If you ignore the outliers and the overnight successes, this is how it works for pretty much everybody. Your platform is your acquisition strategy. But strategy takes time to implement.
Patience Is Your Secret Weapon
Over time this actually works in your favour. It prunes out the people committed to a strategy from everyone else. Once you’ve crossed the barrier that keeps out most people, you find yourself in rarefied air with far less competition.
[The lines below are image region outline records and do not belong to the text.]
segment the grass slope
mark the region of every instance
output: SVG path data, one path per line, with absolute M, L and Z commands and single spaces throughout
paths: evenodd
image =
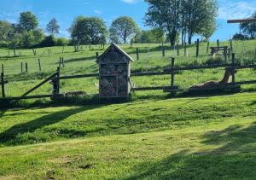
M 243 93 L 1 112 L 0 178 L 253 179 L 255 99 Z M 74 137 L 83 138 L 64 140 Z M 26 145 L 45 142 L 52 142 Z
M 112 136 L 3 147 L 0 178 L 253 179 L 255 97 L 243 94 L 146 102 L 99 110 L 9 110 L 2 115 L 1 136 L 19 125 L 10 128 L 20 131 L 9 142 L 13 145 L 35 143 L 36 137 L 51 133 L 64 137 L 64 131 L 53 131 L 56 129 L 66 129 L 67 136 L 73 129 L 85 136 Z M 55 114 L 59 121 L 45 114 Z M 43 118 L 34 121 L 34 116 Z
M 228 42 L 221 42 L 221 45 L 228 45 Z M 241 64 L 251 64 L 256 61 L 255 56 L 256 41 L 235 41 L 234 51 L 236 54 L 237 61 Z M 166 44 L 166 57 L 162 57 L 160 44 L 134 44 L 133 48 L 128 45 L 121 47 L 128 52 L 134 59 L 136 59 L 136 48 L 140 49 L 140 60 L 136 61 L 131 65 L 132 72 L 145 72 L 145 71 L 163 71 L 165 67 L 170 66 L 171 56 L 176 57 L 176 66 L 191 66 L 206 64 L 209 62 L 210 56 L 207 55 L 207 44 L 201 44 L 200 56 L 195 57 L 195 46 L 188 47 L 188 55 L 184 56 L 183 49 L 180 49 L 180 55 L 177 55 L 177 51 L 170 49 L 168 44 Z M 216 44 L 212 43 L 211 46 L 216 46 Z M 32 55 L 31 49 L 21 49 L 22 56 L 8 57 L 8 49 L 0 49 L 0 64 L 4 65 L 6 78 L 10 81 L 6 85 L 6 94 L 8 96 L 21 96 L 23 93 L 32 89 L 37 84 L 40 83 L 46 77 L 53 74 L 58 66 L 60 56 L 64 57 L 66 61 L 65 68 L 61 68 L 61 74 L 81 74 L 97 73 L 98 66 L 96 63 L 96 52 L 100 54 L 103 52 L 102 49 L 94 47 L 92 49 L 84 47 L 84 50 L 74 53 L 73 47 L 66 47 L 62 54 L 62 47 L 51 48 L 52 53 L 48 55 L 48 48 L 38 49 L 38 55 Z M 42 72 L 38 71 L 38 59 L 41 59 Z M 228 61 L 230 61 L 229 59 Z M 28 63 L 28 73 L 20 73 L 20 63 Z M 217 61 L 215 63 L 221 63 L 224 61 Z M 214 61 L 211 63 L 214 63 Z M 176 76 L 175 85 L 181 88 L 188 88 L 192 84 L 205 82 L 207 80 L 218 80 L 224 75 L 224 69 L 212 70 L 197 70 L 181 72 Z M 239 70 L 236 80 L 252 80 L 255 79 L 255 71 L 252 70 Z M 153 76 L 153 77 L 132 77 L 132 82 L 137 87 L 152 86 L 152 85 L 170 85 L 170 76 Z M 61 91 L 69 90 L 84 90 L 89 94 L 98 93 L 96 84 L 98 79 L 96 78 L 69 79 L 61 81 Z M 33 92 L 32 95 L 49 94 L 51 91 L 50 84 L 44 84 L 40 89 Z M 254 85 L 244 86 L 244 90 L 255 89 Z M 1 92 L 0 92 L 1 96 Z M 150 96 L 164 96 L 162 92 L 137 92 L 136 98 L 148 98 Z M 158 98 L 158 97 L 157 97 Z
Almost nobody else in my sector has managed to consistently keep a blog going for several years (yet those that have are the ones at the top of the industry). Most people aren’t patient enough and give up too quickly. While they hop from one strategy to the next, becoming frustrated at their inability to build a following with speed, I’m still here quietly and consistently building my audience on the same platform I have for 15 years.
If you begin with the understanding that these things take time you will find the process far less depressing.
It’s Not The Quantity That Matters, It’s The Reflective Practice
The silly thing to do here be to use ChatGPT to quickly pump out 100 articles over the next 100 days.
That completely misses the point.
It’s not the quantity of posts that matters, it’s the quality of posts. More than that, it’s the self-reflective practice of putting something out there and seeing what resonates. You need time to experiment and gradually figure out what does and doesn’t work - and then get better at it. You need to learn and adapt to what your audience wants and needs. You need to explore ways to stand out in your industry and find the ones that connect.
Once you find something that resonates, you can dive deeper into it. For example, I’ve noticed writing about proposals appears popular here so I can go much deeper into the mechanics of that. When something doesn’t resonate, you might want to experiment and/or drop that topic.
It’s the feedback loop which helps you to grow.
You will discover as you begin to grow, more people are willing to help you. I host regular calls with people in my industry to learn about them and their needs. I tell them up front I’m researching ideas for the blog. This is handy as they’re more likely to promote the blog and it helps me build relationships in this field.
The great thing is as your following begins to grow, more doors will open up to you. You will have speaking opportunities, webinar opportunities, and guest post opportunities - each of which will help you grow your audience faster. And so the cycle continues.
The key though is to have patience, and persistence, and develop a natural process of self-reflection on what is and isn’t resonating.
You probably won’t be an overnight success, but that’s a good thing.